Archiv der Kategorie: Buchtipp

Darf ein Reporter frei erfinden?

Das kann schon mal vorkommen, dass ein Reporter frei erfindet. Vielleicht steht er unter Stress, vielleicht mag er seinen Auftrag nicht oder vielleicht ist er nur schusselig. Das Netz macht es einem einfach offensichtliche Fakten per Google „zu ermitteln“. An einem schlechten Tag oder aus welchen Gründen auch immer ist es bequemer sich nicht vom Schreibtisch weg zu bewegen. Claas Relotius, der jetzt enttarnte Falschreporter des SPIEGEL, unterscheidet sich darin nicht von den vielen Möchtegern-Reportern, die in sozialen Medien  veröffentlichen – unrecherchiert und ungeprüft.

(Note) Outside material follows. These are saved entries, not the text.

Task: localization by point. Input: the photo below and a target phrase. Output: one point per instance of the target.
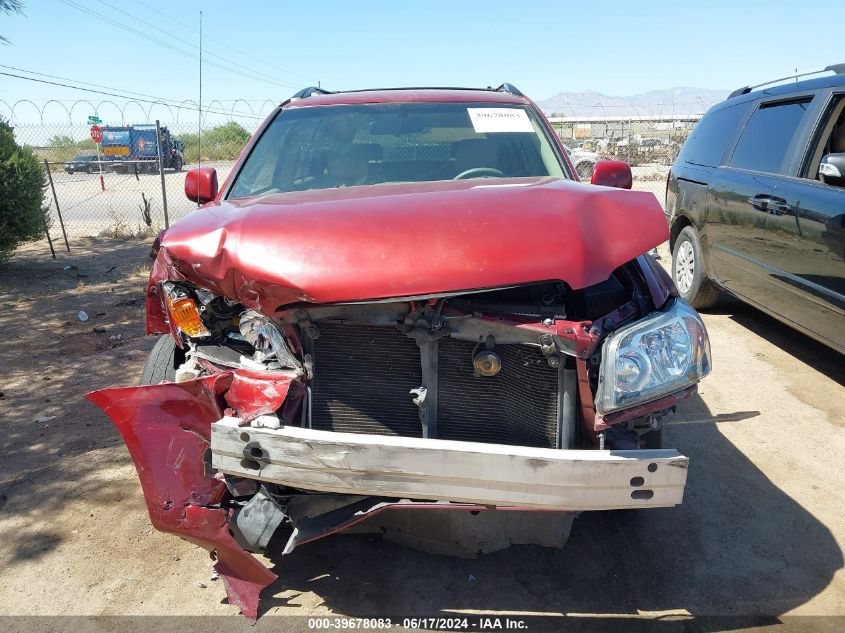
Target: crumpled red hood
(405, 240)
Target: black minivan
(756, 204)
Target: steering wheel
(479, 171)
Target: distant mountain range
(681, 100)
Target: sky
(259, 51)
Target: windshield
(325, 147)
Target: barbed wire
(174, 109)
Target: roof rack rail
(307, 92)
(510, 88)
(837, 69)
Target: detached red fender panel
(167, 428)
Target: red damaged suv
(402, 312)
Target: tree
(23, 217)
(223, 142)
(10, 6)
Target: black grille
(516, 406)
(364, 375)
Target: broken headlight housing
(265, 337)
(661, 354)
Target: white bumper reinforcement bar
(446, 470)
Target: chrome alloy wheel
(685, 267)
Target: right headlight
(661, 354)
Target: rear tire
(688, 271)
(162, 362)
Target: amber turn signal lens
(186, 317)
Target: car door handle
(770, 204)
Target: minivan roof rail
(312, 90)
(837, 69)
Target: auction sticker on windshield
(499, 120)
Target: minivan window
(710, 137)
(767, 136)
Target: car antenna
(199, 107)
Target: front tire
(688, 271)
(162, 362)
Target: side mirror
(201, 184)
(612, 173)
(832, 169)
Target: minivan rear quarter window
(768, 134)
(711, 136)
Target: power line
(167, 45)
(173, 35)
(226, 45)
(123, 96)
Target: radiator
(364, 374)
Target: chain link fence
(93, 191)
(96, 191)
(649, 144)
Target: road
(761, 530)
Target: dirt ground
(760, 532)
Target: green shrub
(223, 142)
(23, 217)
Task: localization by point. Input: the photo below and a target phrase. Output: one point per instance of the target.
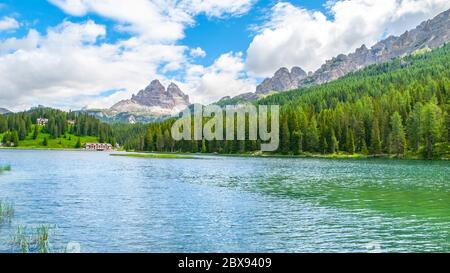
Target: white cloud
(155, 20)
(72, 65)
(68, 67)
(8, 23)
(225, 77)
(296, 36)
(197, 53)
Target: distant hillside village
(50, 128)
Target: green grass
(157, 156)
(69, 142)
(32, 240)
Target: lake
(228, 204)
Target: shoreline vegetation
(271, 155)
(155, 156)
(185, 155)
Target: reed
(6, 211)
(32, 240)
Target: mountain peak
(282, 80)
(156, 100)
(429, 34)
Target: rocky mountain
(153, 103)
(282, 80)
(155, 99)
(428, 35)
(4, 111)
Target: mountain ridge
(430, 34)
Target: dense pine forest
(18, 127)
(397, 108)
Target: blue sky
(76, 53)
(214, 35)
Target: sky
(71, 54)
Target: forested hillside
(398, 108)
(62, 129)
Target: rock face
(428, 35)
(282, 80)
(4, 111)
(155, 100)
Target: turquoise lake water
(228, 204)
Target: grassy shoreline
(155, 155)
(176, 155)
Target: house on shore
(98, 147)
(42, 121)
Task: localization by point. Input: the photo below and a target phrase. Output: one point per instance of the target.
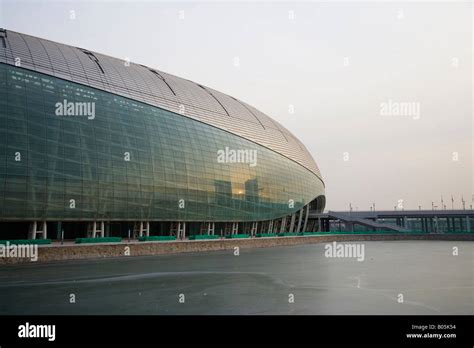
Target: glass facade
(130, 161)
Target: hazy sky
(334, 63)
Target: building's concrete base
(57, 252)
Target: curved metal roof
(153, 87)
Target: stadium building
(95, 145)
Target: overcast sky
(343, 67)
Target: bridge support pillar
(95, 228)
(38, 228)
(292, 223)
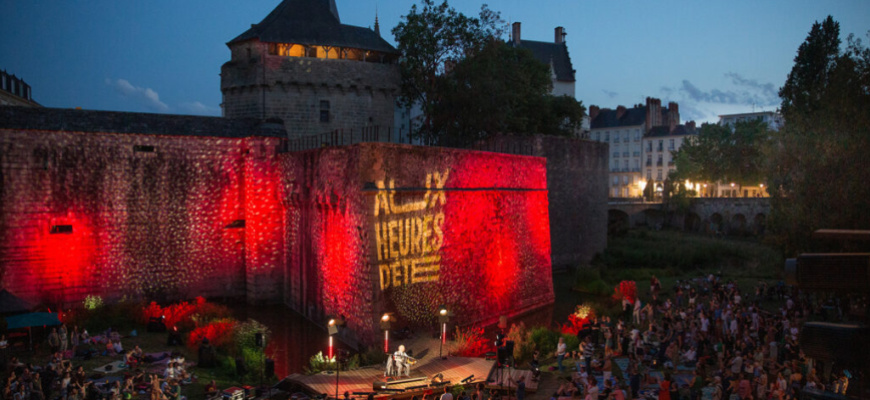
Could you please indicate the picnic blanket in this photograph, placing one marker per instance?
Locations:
(115, 367)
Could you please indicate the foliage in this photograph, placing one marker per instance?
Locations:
(319, 363)
(219, 334)
(431, 37)
(118, 315)
(588, 279)
(723, 154)
(523, 345)
(472, 85)
(626, 290)
(244, 334)
(544, 339)
(93, 302)
(577, 320)
(672, 251)
(502, 90)
(469, 342)
(817, 167)
(185, 315)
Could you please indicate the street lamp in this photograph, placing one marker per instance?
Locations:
(385, 325)
(443, 318)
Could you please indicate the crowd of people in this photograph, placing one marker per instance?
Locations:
(709, 330)
(61, 378)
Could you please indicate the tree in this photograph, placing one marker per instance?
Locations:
(472, 85)
(432, 37)
(818, 173)
(724, 154)
(501, 90)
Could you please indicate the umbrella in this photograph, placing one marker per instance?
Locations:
(10, 303)
(31, 320)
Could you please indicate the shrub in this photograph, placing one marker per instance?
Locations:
(544, 339)
(219, 334)
(469, 342)
(319, 363)
(523, 345)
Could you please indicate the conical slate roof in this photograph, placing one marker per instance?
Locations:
(313, 22)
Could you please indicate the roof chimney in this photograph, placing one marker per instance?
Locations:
(560, 34)
(515, 33)
(593, 112)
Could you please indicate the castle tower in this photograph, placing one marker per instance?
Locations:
(302, 65)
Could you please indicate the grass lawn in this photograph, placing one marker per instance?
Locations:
(150, 343)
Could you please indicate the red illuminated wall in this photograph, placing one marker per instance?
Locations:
(489, 256)
(144, 224)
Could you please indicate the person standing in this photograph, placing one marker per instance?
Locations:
(54, 341)
(561, 350)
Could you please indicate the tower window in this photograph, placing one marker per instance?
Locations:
(324, 110)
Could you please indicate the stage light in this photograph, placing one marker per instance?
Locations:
(385, 326)
(443, 318)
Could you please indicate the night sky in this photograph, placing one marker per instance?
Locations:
(165, 56)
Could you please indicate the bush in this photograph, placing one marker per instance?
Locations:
(524, 348)
(319, 363)
(544, 339)
(469, 342)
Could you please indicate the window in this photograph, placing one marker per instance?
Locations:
(324, 110)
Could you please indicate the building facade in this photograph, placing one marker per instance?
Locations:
(772, 119)
(554, 54)
(642, 140)
(15, 92)
(303, 66)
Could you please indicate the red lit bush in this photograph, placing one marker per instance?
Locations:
(578, 320)
(219, 334)
(626, 290)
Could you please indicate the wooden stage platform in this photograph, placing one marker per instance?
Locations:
(453, 369)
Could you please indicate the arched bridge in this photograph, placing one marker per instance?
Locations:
(721, 216)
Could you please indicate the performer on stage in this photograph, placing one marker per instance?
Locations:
(402, 362)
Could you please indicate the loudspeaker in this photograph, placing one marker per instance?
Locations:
(506, 353)
(833, 271)
(241, 370)
(270, 367)
(155, 324)
(843, 344)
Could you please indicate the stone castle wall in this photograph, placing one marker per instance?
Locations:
(577, 182)
(292, 89)
(136, 215)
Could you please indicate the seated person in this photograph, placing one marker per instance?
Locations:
(211, 389)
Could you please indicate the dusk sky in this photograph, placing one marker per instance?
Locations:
(165, 56)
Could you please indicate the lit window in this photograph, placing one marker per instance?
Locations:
(324, 111)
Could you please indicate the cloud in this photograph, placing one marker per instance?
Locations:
(197, 108)
(145, 96)
(765, 93)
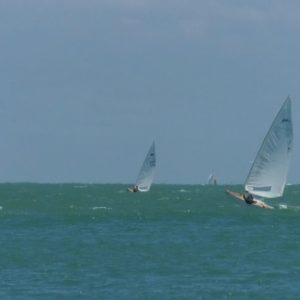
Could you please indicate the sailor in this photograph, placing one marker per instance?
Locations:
(248, 198)
(136, 189)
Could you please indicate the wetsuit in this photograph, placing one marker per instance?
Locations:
(249, 199)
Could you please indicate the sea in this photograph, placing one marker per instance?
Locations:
(98, 241)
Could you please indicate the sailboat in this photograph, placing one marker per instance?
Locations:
(268, 174)
(146, 174)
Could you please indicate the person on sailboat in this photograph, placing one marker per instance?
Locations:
(136, 189)
(248, 198)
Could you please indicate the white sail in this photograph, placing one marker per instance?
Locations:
(146, 174)
(268, 174)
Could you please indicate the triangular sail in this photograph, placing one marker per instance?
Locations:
(146, 174)
(268, 174)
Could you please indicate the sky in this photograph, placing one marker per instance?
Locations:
(86, 86)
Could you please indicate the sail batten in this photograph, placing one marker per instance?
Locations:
(146, 174)
(268, 174)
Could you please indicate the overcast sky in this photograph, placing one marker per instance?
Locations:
(86, 86)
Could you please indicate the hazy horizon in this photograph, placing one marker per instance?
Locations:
(88, 85)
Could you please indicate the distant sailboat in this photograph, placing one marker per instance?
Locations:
(212, 180)
(146, 174)
(268, 174)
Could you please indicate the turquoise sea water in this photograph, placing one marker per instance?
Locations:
(72, 241)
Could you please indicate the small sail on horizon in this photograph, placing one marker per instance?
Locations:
(268, 174)
(212, 180)
(146, 174)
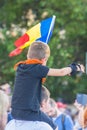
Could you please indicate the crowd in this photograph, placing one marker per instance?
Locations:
(31, 106)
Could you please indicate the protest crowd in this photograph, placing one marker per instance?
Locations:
(65, 116)
(30, 105)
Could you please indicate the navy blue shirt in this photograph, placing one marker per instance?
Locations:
(27, 88)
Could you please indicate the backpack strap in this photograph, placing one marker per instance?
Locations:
(63, 120)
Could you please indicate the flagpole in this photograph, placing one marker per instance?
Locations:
(52, 23)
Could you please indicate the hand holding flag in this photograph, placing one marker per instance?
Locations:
(42, 32)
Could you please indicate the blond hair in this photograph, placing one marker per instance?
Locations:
(45, 93)
(38, 50)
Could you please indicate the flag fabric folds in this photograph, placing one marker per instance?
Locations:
(40, 32)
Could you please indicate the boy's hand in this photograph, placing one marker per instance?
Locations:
(76, 67)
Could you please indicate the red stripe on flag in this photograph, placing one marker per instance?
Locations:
(15, 52)
(22, 40)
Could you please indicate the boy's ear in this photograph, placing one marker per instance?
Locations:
(43, 103)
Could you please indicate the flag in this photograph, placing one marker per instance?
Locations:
(40, 32)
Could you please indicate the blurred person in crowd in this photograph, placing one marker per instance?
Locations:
(82, 116)
(63, 121)
(4, 104)
(6, 88)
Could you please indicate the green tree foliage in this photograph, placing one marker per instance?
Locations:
(68, 42)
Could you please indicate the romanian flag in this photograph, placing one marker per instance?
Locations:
(40, 32)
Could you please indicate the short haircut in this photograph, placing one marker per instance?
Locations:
(45, 94)
(38, 50)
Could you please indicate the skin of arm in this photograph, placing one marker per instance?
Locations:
(59, 72)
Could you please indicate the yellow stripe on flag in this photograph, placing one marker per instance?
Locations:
(34, 33)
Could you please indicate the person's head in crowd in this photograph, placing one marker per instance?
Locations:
(45, 96)
(4, 104)
(53, 112)
(82, 114)
(6, 88)
(39, 50)
(61, 106)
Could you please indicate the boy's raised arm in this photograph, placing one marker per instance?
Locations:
(70, 70)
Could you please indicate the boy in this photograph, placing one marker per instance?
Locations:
(29, 77)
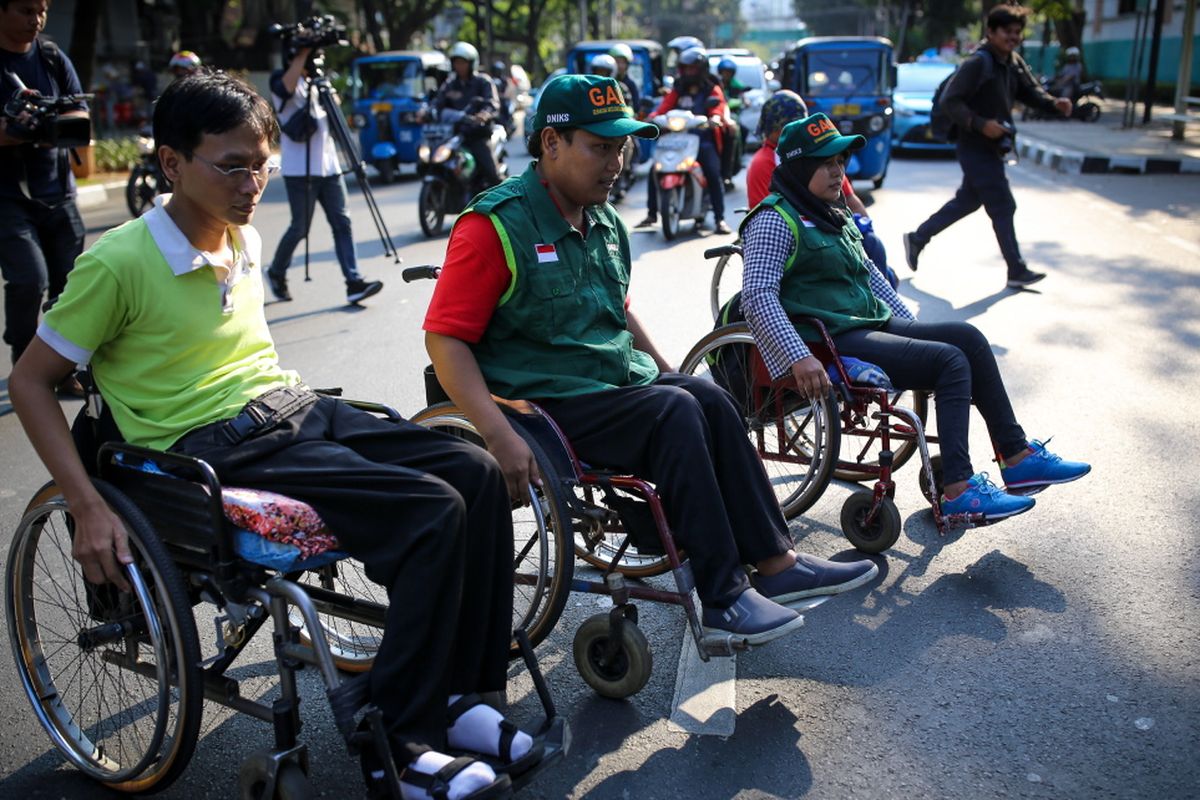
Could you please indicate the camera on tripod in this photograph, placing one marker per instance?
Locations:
(51, 121)
(313, 32)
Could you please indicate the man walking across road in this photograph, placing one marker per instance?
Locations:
(979, 102)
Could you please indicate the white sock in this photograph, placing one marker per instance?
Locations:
(479, 731)
(472, 779)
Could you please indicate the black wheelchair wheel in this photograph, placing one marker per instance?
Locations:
(431, 206)
(623, 675)
(857, 450)
(543, 558)
(877, 535)
(352, 643)
(113, 675)
(797, 439)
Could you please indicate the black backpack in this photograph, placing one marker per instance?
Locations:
(940, 122)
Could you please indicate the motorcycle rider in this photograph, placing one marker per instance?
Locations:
(623, 54)
(733, 89)
(473, 94)
(693, 89)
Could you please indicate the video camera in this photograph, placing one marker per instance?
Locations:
(313, 32)
(52, 121)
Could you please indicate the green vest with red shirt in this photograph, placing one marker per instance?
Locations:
(561, 329)
(826, 275)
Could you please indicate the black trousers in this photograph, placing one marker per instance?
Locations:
(39, 245)
(985, 184)
(430, 518)
(955, 361)
(685, 435)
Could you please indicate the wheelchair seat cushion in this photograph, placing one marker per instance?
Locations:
(279, 519)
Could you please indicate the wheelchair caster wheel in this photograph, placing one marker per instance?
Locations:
(255, 780)
(627, 672)
(934, 494)
(881, 533)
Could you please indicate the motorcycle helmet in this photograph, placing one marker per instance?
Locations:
(604, 65)
(185, 61)
(465, 50)
(622, 50)
(780, 108)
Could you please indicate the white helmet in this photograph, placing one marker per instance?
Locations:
(605, 61)
(465, 50)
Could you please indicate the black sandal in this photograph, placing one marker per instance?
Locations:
(504, 763)
(438, 783)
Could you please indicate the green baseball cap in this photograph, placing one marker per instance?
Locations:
(589, 102)
(815, 137)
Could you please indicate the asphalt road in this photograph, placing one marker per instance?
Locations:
(1050, 656)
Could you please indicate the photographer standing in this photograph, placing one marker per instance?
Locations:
(312, 173)
(474, 95)
(41, 232)
(979, 102)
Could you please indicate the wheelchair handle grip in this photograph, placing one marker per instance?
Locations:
(724, 250)
(420, 272)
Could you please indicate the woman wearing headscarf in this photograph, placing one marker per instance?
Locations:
(804, 258)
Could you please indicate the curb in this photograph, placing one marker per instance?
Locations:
(1077, 162)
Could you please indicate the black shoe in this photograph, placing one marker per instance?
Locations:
(1026, 277)
(279, 286)
(357, 290)
(912, 250)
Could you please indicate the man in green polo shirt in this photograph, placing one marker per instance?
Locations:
(168, 310)
(532, 305)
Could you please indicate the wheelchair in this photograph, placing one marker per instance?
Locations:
(611, 521)
(117, 678)
(804, 441)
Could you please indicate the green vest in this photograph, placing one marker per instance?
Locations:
(561, 328)
(826, 276)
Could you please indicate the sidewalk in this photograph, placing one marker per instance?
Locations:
(1104, 146)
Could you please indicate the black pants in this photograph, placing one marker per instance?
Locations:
(955, 361)
(39, 245)
(430, 518)
(685, 435)
(985, 184)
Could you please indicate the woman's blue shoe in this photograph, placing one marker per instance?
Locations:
(984, 497)
(1042, 468)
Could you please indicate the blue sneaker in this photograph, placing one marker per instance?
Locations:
(1042, 468)
(753, 618)
(984, 497)
(811, 576)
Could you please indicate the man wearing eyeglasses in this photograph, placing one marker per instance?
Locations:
(168, 311)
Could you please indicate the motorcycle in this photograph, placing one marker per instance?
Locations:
(683, 191)
(448, 169)
(145, 178)
(1085, 109)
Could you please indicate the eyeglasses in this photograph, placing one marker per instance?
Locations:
(238, 174)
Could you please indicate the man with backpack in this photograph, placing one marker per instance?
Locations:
(42, 232)
(976, 104)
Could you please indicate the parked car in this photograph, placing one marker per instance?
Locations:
(850, 79)
(912, 102)
(389, 92)
(753, 74)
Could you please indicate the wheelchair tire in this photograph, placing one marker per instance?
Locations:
(798, 447)
(291, 782)
(882, 531)
(352, 643)
(130, 727)
(629, 671)
(933, 493)
(543, 539)
(853, 456)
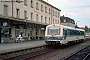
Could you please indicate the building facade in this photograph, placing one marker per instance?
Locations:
(26, 17)
(67, 21)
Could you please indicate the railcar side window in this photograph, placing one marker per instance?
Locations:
(53, 31)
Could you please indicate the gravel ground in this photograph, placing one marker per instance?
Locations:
(60, 53)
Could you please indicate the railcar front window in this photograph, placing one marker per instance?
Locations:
(54, 31)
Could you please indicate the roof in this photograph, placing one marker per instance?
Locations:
(49, 4)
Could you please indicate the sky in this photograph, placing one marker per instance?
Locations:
(79, 10)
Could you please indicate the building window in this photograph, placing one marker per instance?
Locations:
(45, 9)
(58, 21)
(18, 1)
(31, 16)
(45, 19)
(5, 9)
(49, 11)
(17, 13)
(25, 2)
(42, 8)
(37, 6)
(64, 20)
(49, 20)
(25, 14)
(53, 21)
(31, 3)
(41, 18)
(36, 17)
(53, 12)
(58, 15)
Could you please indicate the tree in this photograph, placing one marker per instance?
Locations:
(86, 29)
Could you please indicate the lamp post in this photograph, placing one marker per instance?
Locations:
(76, 24)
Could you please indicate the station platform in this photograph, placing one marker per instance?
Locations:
(8, 47)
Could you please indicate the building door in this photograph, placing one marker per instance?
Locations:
(5, 34)
(36, 33)
(0, 35)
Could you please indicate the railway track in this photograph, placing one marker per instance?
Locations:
(48, 54)
(83, 54)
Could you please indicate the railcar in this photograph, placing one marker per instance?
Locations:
(59, 34)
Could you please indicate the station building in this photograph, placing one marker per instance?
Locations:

Natürlich ist es kein gutes Signal, dass der SPIEGEL-Recherchetruppe so etwas durchgeht. Der SPIEGEL gelobt Besserung. Und allein das schon unterscheidet den SPIEGEL von den erfundenen Berichten anderer. Ich glaube, dass die Glaubwürdigkeit des SPIEGEL nicht erschüttert ist. Ich versuche mich aus mehreren Quellen über Themen, die mich interessieren, zu informieren. SPIEGELonline nimmt dabei weiterhin eine herausragende Stellung ein. Vielleicht die Macht der Gewohnheit?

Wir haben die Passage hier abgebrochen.